Yeah of course, it's hard to describe because on one hand I was very alert and aware of EVERYTHING, but would absolutely zone out at times, sometimes due to genuine boredom but also because I simply couldn't find it in me to engage with these men.
I was able to take breaks too (but a lot of women can't) and would live this crazy life when I did, clubbing and holidays, huge shopping trips etc and I know it's cliche to say but it was me trying to avoid being alone with my thoughts. I was good friends with a guy who was in a long-term arrangement with a wealthy older man and we'd spend a few thousand a week on nights out. Hate to think of how much money I threw away. So yeah, you can make good money but personally I wasn't managing it or thinking long-term. And needless to say the women who are trafficked here won't see a penny of that. It makes me quite angry when people assume sex workers are making bank - it's a very small minority and not sustainable.

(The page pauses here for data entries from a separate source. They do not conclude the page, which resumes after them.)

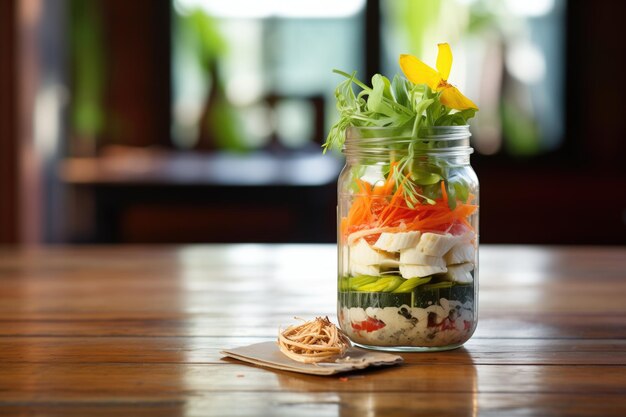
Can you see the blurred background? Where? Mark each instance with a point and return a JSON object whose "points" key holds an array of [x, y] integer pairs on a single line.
{"points": [[169, 121]]}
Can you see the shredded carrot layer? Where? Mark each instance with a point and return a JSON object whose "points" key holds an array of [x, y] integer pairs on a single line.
{"points": [[378, 206]]}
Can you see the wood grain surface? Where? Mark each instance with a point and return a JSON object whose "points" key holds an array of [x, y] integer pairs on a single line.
{"points": [[137, 331]]}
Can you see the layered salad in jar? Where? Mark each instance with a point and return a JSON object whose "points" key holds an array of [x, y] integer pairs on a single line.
{"points": [[408, 210]]}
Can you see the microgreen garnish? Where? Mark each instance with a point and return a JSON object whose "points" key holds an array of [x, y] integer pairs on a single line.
{"points": [[423, 99]]}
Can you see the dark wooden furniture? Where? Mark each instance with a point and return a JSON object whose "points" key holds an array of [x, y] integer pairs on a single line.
{"points": [[131, 330]]}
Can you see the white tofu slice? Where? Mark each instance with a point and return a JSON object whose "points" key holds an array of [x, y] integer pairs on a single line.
{"points": [[395, 242], [435, 244], [415, 257], [413, 271], [460, 253], [459, 273], [362, 253]]}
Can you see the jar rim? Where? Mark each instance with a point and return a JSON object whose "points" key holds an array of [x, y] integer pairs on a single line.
{"points": [[376, 139]]}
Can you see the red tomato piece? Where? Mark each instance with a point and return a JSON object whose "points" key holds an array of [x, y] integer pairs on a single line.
{"points": [[369, 325]]}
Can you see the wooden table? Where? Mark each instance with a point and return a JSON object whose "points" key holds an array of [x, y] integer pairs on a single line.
{"points": [[138, 330]]}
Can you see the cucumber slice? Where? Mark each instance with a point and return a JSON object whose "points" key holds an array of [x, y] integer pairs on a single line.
{"points": [[411, 283]]}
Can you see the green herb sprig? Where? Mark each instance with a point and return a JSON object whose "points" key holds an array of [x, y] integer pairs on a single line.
{"points": [[398, 103]]}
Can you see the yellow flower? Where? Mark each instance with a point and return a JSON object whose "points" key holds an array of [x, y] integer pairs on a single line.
{"points": [[419, 73]]}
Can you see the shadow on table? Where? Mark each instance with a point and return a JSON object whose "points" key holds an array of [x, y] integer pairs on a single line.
{"points": [[444, 383]]}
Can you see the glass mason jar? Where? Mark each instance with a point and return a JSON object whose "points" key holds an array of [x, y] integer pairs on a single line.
{"points": [[408, 239]]}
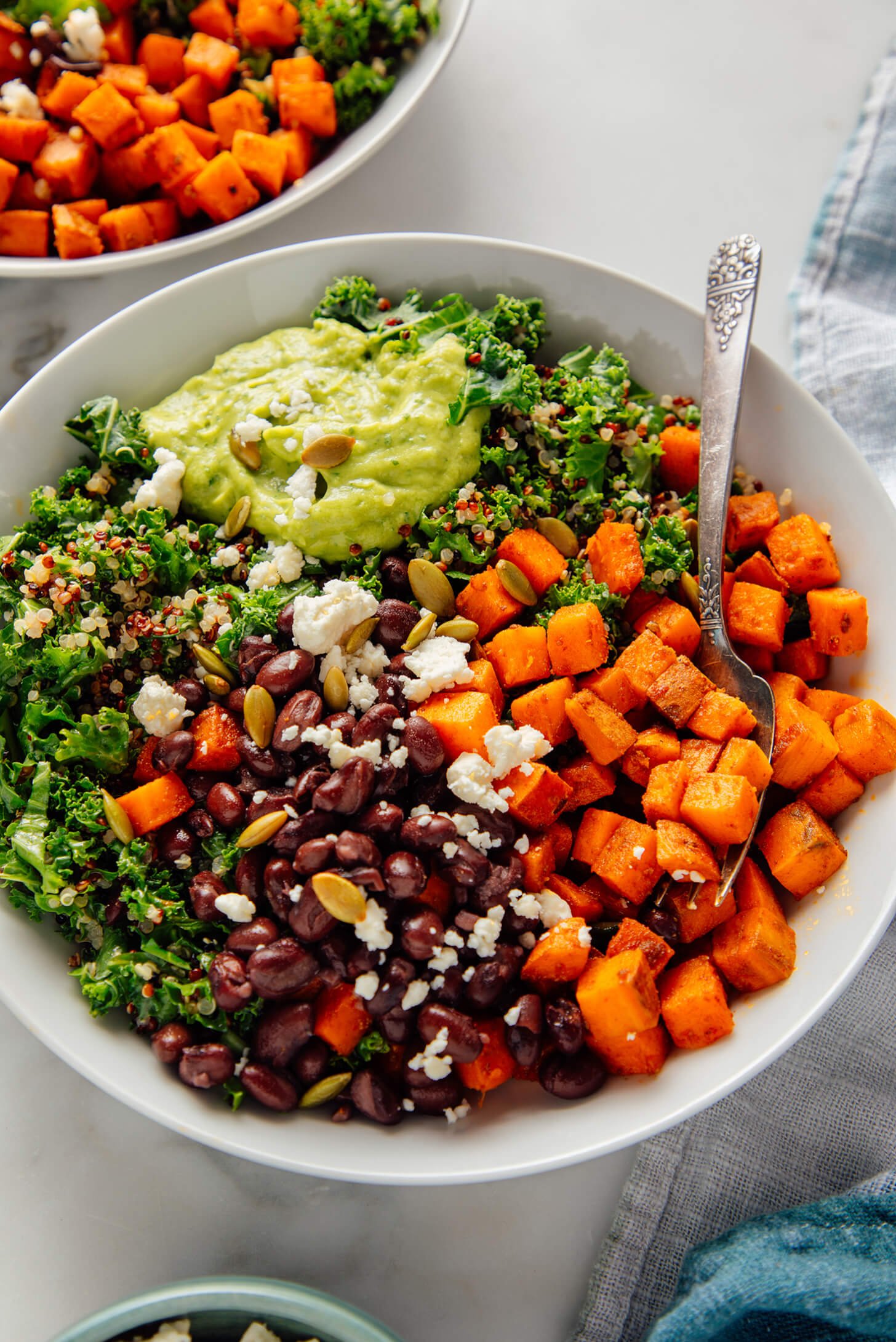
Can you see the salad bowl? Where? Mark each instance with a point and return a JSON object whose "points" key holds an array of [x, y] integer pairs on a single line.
{"points": [[785, 439]]}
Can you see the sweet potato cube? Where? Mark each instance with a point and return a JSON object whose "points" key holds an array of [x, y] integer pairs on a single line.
{"points": [[684, 854], [695, 1008], [750, 520], [665, 789], [802, 553], [628, 863], [867, 738], [462, 721], [721, 716], [802, 851], [721, 807], [589, 781], [543, 709], [615, 553], [804, 745], [577, 639], [838, 621], [561, 954], [746, 759], [538, 795], [601, 730], [541, 561], [618, 995], [674, 625], [679, 690], [519, 655], [757, 617]]}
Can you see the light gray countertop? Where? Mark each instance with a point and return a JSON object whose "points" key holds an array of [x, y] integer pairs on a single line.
{"points": [[638, 135]]}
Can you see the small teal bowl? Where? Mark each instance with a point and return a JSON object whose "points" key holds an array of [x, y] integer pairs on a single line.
{"points": [[220, 1308]]}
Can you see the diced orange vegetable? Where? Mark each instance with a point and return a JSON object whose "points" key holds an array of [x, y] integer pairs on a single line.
{"points": [[695, 1008], [802, 553], [341, 1019], [804, 745], [559, 956], [486, 602], [537, 797], [679, 466], [25, 233], [757, 617], [519, 655], [802, 851], [591, 781], [679, 692], [616, 557], [628, 863], [750, 520], [602, 732], [541, 561], [867, 738], [838, 621], [721, 807], [577, 639], [153, 804]]}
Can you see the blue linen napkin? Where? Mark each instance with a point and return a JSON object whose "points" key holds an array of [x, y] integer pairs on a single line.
{"points": [[820, 1121]]}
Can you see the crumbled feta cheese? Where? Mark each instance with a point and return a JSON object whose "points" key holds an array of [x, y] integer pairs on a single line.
{"points": [[159, 709]]}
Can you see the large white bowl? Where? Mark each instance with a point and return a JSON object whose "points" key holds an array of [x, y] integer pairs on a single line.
{"points": [[412, 84], [785, 438]]}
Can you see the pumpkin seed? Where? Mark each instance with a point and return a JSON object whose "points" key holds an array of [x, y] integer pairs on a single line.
{"points": [[561, 536], [432, 588], [250, 454], [238, 517], [419, 633], [516, 583], [117, 818], [259, 714], [459, 628], [214, 662], [340, 897], [263, 828], [327, 451], [324, 1090], [357, 638], [336, 690]]}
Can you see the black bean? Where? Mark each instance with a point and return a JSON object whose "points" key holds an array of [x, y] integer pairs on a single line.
{"points": [[204, 1066], [572, 1078], [375, 1098], [281, 969], [169, 1042], [286, 673]]}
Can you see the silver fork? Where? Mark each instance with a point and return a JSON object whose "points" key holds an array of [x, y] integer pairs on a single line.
{"points": [[731, 290]]}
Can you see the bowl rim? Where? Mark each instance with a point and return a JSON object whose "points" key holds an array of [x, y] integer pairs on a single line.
{"points": [[540, 1161], [218, 235], [257, 1294]]}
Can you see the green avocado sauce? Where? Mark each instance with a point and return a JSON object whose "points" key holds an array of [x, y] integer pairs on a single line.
{"points": [[394, 404]]}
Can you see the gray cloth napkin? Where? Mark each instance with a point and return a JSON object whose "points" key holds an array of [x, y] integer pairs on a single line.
{"points": [[823, 1117]]}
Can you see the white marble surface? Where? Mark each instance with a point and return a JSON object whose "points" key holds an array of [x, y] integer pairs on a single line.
{"points": [[638, 135]]}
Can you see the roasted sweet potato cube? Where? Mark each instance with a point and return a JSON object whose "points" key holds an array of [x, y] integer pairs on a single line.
{"points": [[615, 554], [802, 553], [867, 738], [757, 617], [721, 807], [804, 745], [601, 730], [695, 1008], [802, 851], [679, 692], [750, 520]]}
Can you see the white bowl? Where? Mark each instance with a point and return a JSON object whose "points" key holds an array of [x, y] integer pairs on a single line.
{"points": [[785, 438], [412, 84]]}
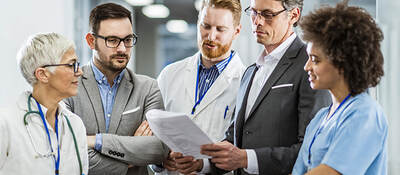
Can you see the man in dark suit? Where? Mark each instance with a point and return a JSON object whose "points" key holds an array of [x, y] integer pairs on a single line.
{"points": [[275, 102]]}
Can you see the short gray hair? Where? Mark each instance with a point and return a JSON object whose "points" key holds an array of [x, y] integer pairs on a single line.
{"points": [[291, 4], [40, 50]]}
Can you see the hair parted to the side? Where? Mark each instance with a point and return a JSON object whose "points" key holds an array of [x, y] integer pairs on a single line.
{"points": [[351, 39], [40, 50], [107, 11], [232, 5]]}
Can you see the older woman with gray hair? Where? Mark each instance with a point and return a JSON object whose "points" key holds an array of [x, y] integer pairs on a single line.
{"points": [[38, 134]]}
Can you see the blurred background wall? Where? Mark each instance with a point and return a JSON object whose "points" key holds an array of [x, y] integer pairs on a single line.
{"points": [[162, 42]]}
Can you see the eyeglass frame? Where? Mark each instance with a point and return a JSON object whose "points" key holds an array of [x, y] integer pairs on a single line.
{"points": [[75, 65], [105, 38], [249, 12]]}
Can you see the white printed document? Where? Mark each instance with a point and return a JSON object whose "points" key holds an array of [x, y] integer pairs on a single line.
{"points": [[178, 132]]}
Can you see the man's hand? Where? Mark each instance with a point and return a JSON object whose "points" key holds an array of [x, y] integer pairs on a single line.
{"points": [[91, 141], [143, 130], [183, 164], [225, 155]]}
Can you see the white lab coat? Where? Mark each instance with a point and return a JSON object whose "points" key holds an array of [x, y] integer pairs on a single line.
{"points": [[17, 153], [177, 83]]}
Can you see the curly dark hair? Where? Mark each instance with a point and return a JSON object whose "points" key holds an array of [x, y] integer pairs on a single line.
{"points": [[351, 39]]}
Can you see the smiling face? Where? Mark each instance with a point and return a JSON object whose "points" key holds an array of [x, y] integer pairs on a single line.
{"points": [[63, 80], [322, 73], [111, 59], [215, 33]]}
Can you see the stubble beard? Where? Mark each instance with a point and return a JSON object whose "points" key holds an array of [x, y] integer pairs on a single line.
{"points": [[214, 53]]}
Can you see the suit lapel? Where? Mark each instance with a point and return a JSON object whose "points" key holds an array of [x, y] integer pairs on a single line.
{"points": [[241, 102], [90, 85], [279, 70], [121, 100]]}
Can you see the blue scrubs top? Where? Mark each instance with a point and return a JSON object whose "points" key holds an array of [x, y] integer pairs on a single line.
{"points": [[353, 141]]}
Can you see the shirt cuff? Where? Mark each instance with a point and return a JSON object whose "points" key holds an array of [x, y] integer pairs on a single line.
{"points": [[206, 167], [252, 163], [157, 168], [99, 142]]}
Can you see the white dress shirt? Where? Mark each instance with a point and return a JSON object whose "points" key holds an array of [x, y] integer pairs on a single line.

Thanks for sharing your experiences. It sounds mentally quite difficult and I hope you’re now in a good place. I don’t think you should beat yourself up about the money - sounds like you had fun and it was obviously a sort of coping mechanism for you. If it kept you mentally ok then it was money well spent, really.
Your bit I’ve bolded - I have to say, this is what I really have a problem with. I don’t have a moral issue with the idea of paying for sex; I’m not a prude. My main issue lies with the fact that we live in a patriarchy where women’s bodies are routinely used & abused, so I do not see women as being able to truly hold the power in the transaction of sex for money.
I want to be truly happy for the women who claim they’re making bank, love their job etc, but ultimately it feels so unrealistic and unsustainable. I’ve read too many stories from ex-sex workers who admit it was more difficult than they let on.
Furthermore, I don’t think it’s really possible to differentiate from trafficked victims to “empowered”, money-making, middle class sex workers on a wider level, as it all feeds into the same cycle: encouraging and actively allowing men to see women’s bodies as commodities that can be bought and paid for.
I don’t look down on anyone who does sex work, for any reason. However, I do feel really sad that we live in a society where sex work (including all types like performing in porn) is one of the easiest ways for women to attempt to make money. Clearly we do not live in a fair society.
Yes, there are male sex workers too, and while there are major safety concerns for any sex worker, men are just not subject to the same level of unfairness and abuse that women are in general (again, I mean in our patriarchal society).